Tagged? What the hell? Look, bitch, Dingo doesn’t do memes so I’m not buying whatever you’re selling but can I have another Oreo? Instead of an Oreo, she hands me a card with the following message:
Someone reached out to you with an anonymous act of kindness. Now it’s your chance to do the same. Do something nice for someone, leave this card behind, and keep the spirit going!
I would’ve handed the card back if I’d have known the existential crisis it would cause, but I was already up to the part of the Oreo-eating exercise where you suck really hard on your teeth, so I was kinda stuck. Fuckers. Who hands out Oreo cookies and then asks people to pay it forward? Fuckers, that’s who. Kind twatwaffles who want to screw with my life. And so I’ve spent the past week running around trying to do kind things for people to get this monkey off my back. It’s not as easy as you’d think.
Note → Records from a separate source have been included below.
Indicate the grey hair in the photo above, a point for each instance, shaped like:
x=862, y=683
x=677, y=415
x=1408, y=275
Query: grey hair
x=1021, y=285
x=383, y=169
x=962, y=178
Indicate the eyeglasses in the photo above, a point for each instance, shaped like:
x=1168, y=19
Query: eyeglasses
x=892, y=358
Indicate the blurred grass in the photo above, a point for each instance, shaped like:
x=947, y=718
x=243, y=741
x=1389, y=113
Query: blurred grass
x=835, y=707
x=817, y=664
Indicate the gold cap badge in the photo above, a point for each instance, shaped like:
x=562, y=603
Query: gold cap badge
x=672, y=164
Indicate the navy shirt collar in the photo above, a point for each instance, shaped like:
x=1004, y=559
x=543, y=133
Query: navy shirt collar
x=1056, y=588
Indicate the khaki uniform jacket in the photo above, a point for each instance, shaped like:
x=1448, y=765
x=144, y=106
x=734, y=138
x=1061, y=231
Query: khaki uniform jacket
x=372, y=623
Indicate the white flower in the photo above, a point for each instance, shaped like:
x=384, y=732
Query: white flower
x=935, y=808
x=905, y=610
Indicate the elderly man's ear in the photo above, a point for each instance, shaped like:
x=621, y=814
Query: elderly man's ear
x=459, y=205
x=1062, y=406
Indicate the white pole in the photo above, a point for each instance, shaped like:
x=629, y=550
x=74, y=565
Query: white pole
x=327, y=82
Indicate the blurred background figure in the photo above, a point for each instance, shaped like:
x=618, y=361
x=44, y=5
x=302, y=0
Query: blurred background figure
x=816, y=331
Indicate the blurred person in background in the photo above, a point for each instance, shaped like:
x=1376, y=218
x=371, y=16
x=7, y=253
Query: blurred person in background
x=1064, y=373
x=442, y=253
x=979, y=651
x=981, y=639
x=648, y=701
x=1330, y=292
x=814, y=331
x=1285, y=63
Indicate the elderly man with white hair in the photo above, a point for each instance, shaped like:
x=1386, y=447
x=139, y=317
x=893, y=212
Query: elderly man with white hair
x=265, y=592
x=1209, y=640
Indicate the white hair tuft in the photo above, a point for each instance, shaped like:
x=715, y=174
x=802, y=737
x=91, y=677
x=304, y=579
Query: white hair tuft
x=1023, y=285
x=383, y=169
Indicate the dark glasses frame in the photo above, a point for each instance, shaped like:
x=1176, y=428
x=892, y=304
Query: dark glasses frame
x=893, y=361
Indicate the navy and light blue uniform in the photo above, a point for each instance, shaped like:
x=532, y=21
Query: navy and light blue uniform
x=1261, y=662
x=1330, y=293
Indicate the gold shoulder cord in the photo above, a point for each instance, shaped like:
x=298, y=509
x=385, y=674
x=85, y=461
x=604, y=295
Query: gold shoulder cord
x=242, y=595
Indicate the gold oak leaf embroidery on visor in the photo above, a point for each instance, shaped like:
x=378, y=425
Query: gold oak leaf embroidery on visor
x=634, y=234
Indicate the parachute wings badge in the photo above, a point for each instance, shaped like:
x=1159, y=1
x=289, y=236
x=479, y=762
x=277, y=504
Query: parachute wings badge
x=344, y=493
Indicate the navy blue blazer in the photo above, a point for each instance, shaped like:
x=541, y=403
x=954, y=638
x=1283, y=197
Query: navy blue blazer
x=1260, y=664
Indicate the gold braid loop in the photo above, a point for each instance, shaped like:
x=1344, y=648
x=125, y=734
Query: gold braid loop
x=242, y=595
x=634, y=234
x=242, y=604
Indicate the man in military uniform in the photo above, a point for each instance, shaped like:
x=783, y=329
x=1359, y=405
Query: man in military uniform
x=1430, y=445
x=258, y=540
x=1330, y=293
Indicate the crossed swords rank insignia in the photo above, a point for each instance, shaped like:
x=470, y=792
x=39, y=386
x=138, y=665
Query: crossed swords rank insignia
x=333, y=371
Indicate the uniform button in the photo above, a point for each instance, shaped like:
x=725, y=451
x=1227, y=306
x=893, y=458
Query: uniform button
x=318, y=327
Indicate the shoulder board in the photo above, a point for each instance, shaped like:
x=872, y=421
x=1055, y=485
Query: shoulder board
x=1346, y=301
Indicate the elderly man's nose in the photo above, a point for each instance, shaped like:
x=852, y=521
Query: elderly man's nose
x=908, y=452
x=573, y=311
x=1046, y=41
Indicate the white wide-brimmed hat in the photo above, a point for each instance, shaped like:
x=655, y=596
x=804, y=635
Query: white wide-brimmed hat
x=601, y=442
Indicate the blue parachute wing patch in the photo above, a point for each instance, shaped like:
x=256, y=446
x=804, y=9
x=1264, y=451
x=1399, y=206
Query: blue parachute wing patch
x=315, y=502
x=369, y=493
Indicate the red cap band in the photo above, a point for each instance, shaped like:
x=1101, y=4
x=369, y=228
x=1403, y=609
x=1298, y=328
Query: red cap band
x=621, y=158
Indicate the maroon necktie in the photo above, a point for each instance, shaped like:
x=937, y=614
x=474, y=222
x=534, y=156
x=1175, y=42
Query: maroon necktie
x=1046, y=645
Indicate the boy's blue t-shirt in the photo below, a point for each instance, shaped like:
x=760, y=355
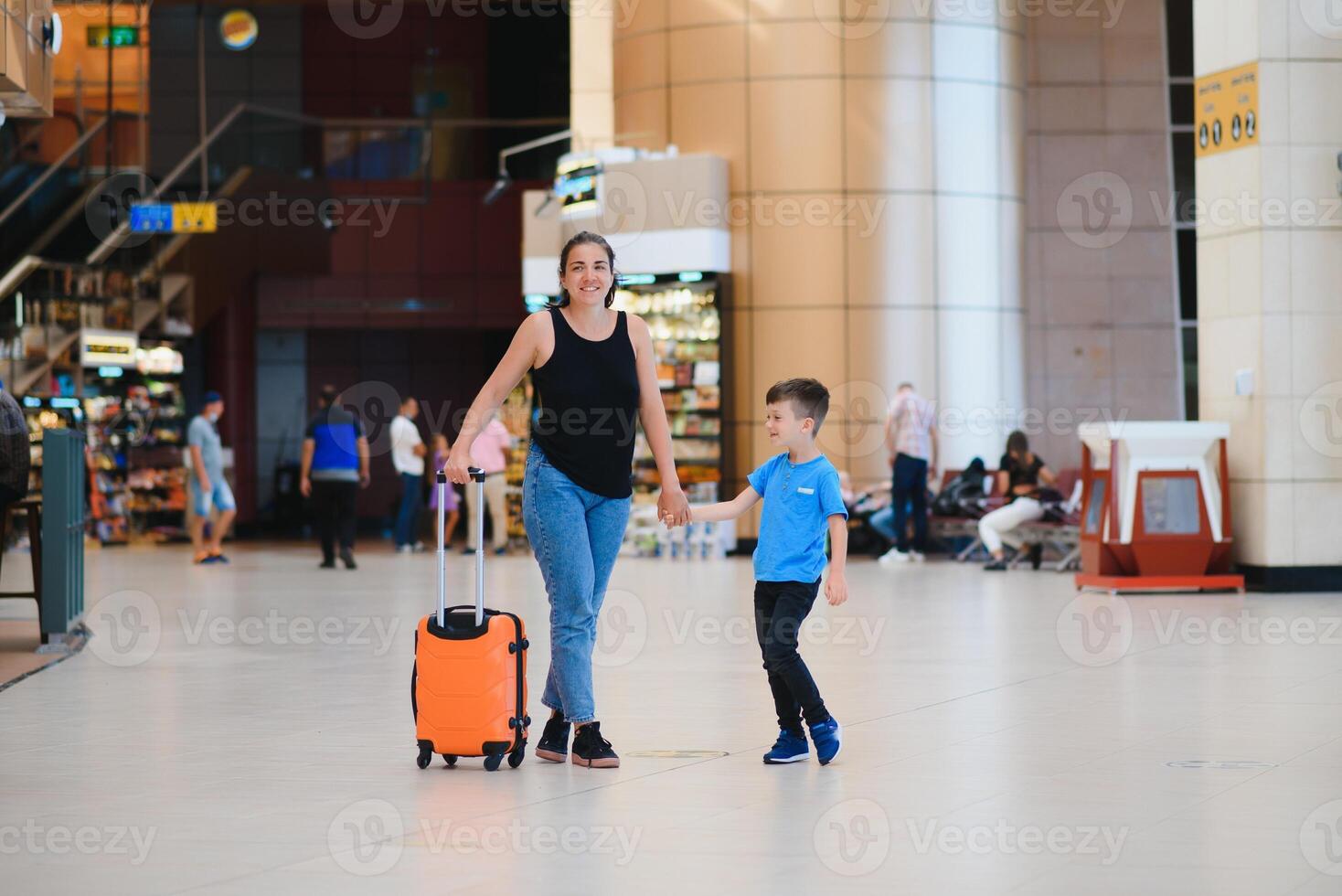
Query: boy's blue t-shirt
x=797, y=503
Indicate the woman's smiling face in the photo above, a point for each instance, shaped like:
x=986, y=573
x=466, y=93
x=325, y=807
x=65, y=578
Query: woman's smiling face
x=588, y=275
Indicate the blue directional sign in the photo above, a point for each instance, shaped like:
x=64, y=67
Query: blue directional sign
x=151, y=219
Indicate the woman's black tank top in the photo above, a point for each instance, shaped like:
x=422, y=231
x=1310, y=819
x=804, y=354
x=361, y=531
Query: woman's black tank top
x=587, y=408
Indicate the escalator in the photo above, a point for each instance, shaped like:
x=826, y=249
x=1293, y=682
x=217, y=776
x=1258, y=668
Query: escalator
x=32, y=218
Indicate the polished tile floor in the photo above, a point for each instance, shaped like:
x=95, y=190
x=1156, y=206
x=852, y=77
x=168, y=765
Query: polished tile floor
x=247, y=730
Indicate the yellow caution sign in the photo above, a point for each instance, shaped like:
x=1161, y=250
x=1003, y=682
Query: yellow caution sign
x=195, y=218
x=1227, y=111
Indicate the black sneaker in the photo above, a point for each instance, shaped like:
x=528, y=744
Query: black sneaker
x=592, y=750
x=555, y=741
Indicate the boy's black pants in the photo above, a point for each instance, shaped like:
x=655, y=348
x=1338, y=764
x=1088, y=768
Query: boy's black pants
x=780, y=611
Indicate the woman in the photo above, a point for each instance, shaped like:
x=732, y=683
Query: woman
x=593, y=370
x=1017, y=478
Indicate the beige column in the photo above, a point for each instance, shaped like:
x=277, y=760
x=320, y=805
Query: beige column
x=1270, y=274
x=591, y=75
x=877, y=198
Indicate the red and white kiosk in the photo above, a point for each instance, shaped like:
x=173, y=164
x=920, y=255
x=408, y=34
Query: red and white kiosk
x=1156, y=513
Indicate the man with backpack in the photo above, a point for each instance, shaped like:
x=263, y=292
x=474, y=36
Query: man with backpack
x=911, y=440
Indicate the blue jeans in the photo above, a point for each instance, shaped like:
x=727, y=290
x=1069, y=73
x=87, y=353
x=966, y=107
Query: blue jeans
x=412, y=499
x=883, y=522
x=911, y=485
x=576, y=536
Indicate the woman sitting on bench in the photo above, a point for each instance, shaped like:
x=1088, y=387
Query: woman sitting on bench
x=1017, y=476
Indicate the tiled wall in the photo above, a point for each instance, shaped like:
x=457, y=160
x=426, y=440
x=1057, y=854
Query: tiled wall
x=1102, y=304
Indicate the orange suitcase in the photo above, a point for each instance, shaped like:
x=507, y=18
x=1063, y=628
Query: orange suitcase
x=469, y=682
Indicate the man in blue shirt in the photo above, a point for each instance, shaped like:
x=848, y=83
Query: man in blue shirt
x=335, y=468
x=208, y=487
x=802, y=500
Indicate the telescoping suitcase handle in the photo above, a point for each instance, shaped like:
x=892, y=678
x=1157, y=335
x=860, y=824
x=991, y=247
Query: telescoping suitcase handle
x=478, y=478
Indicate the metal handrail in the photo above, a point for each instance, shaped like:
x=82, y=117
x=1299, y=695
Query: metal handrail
x=65, y=157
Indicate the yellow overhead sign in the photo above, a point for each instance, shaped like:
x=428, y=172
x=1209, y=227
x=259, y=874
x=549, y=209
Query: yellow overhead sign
x=195, y=218
x=1227, y=112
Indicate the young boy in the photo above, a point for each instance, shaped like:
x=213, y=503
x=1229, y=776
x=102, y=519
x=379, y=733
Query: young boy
x=802, y=498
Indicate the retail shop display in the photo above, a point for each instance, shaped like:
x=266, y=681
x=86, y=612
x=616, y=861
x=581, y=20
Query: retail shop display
x=137, y=435
x=685, y=315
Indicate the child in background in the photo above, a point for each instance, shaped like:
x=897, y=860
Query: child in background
x=441, y=453
x=802, y=500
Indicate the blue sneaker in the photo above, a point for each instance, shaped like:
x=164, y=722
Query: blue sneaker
x=828, y=740
x=788, y=747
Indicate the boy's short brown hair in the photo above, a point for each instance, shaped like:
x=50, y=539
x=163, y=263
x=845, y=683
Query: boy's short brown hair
x=808, y=397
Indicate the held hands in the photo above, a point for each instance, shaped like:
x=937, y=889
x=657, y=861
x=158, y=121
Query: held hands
x=836, y=589
x=673, y=507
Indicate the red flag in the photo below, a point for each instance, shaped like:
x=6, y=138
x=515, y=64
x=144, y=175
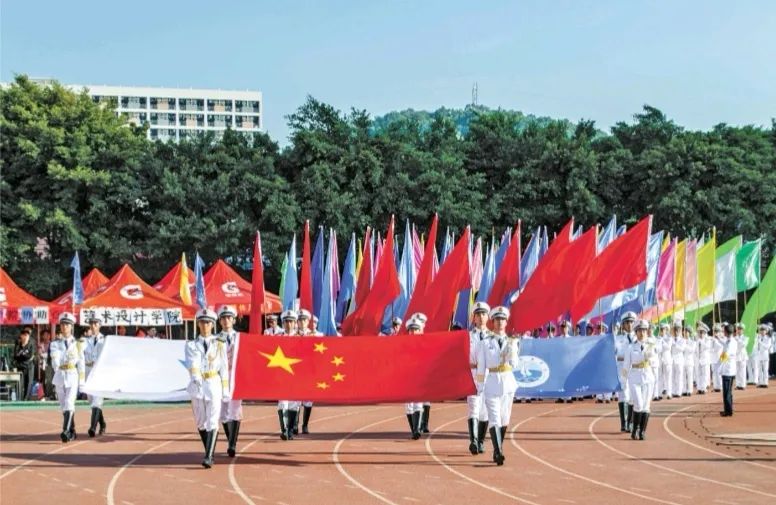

First of all, there are no guidelines. Just how kind do I have to be? Hold the door open for a group of nuns kind, or rescue a child from adoption by Madonna kind? I spent all last week in a miasma of kindness. And it sucked. Nothing I did seemed worth tagging someone else and saying, “Ha, ha, I did something kind for you, now you’re royally fucked! Good luck trying to pay off this karmic debt, loser!” I mean, doesn’t tagging someone with the Kindness Card undo the kindness you’ve done?
I thought I was free and clear when I saw a couple rooting around for a quarter to put in the parking meter. I surprised them by popping a quarter into the meter. They said, “Thank you!” It was too easy. I couldn’t give them my card. Not for a lousy quarter. I had to do something MORE. I’ve been scouring the city trying to do something kind enough to warrant giving this burden to someone else. I thought I was off the hook later that day. As I turned the corner in the grocery store, I noticed this little old lady trying to reach a can of green beans on the top shelf. Hopping around on pale little bird legs sticking out of yellow leggings she looked like one of those wind-up chicks you get at Easter. I kept waiting for her to wind down and fall over. I got the can for her, threw some birdseed in the aisle behind me, and went on my way. But I didn’t give her the card. “Hey, old lady! You’ve been tagged! Good luck finding someone shorter than you so you can repay this kindness! Maybe you should carry a ladder with you everywhere from now on to keep this from happening to you again, huh?” It just seemed wrong.
I keep thinking that I should just toss the card, but I can’t. So, I’m a wandering Persephone, doomed by an Oreo to be kind to people. Except Pollyanna. If I ever see that bitch again I’m going to punch her in the face.